Tracking IO with PERFORMANCE_SCHEMA

Mark Callaghan over at Facebook wrote a note recently about InnoDB disk IO counters in SHOW STATUS, with some extra things that he wanted to track. I posted a quick comment over there, but I thought this deserved it’s own write up.

MySQL 5.5’s PERFORMANCE_SCHEMA has had a fair bit written about it in terms of tracking synchronization point contention (mutexes etc.), but it currently tracks two orders within the wait class – these are /wait/synch and /wait/io.

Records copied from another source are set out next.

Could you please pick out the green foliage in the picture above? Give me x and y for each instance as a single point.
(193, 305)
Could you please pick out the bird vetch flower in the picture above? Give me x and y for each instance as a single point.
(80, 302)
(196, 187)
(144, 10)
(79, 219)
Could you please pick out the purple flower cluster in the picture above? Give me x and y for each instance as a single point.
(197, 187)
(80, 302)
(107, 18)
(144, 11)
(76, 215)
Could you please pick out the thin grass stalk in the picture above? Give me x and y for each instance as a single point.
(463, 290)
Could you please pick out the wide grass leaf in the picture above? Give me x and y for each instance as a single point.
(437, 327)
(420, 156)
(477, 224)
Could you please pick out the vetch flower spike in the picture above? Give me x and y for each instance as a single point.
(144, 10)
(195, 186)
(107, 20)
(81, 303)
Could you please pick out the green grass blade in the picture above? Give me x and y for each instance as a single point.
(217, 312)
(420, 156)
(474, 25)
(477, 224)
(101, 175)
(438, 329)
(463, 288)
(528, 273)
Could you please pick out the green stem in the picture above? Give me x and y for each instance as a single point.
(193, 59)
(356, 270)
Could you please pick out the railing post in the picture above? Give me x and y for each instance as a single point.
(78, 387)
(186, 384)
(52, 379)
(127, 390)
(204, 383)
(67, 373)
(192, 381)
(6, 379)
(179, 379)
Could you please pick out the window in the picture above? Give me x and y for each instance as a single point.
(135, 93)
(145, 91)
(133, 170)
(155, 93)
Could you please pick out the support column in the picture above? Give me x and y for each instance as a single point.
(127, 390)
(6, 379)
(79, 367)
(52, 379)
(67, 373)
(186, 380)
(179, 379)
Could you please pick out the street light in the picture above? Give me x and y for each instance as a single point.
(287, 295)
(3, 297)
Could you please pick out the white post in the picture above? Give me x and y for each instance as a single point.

Actually, allow me to detour first, it’s not clear from the documentation, though it is clear in the worklog. Each event within PERFORMANCE_SCHEMA is a specific instrumentation point, tracked in some way, such as recording the time taken to complete the event (a specific code section). The naming convention for each event follows Linnaean taxonomy/Class/Order/Family/Genus/Species. We currently have one major class – /wait.

The /wait/synch order is already fleshed out fully, including /wait/synch/cond (condition signalling), /wait/synch/mutex (mutex locks) and /wait/synch/rwlock (read/write locks) families. Detour done..

The /wait/io order has one family within it currently – /wait/io/file, which instruments all file IO for the SQL layer (the /wait/io/file/sql genus), tracking binary logs, frm file access, info files, etc., as well as for all table/index file IO done by instrumented storage engines (such as the /wait/io/file/innodb / /wait/io/file/myisam genera).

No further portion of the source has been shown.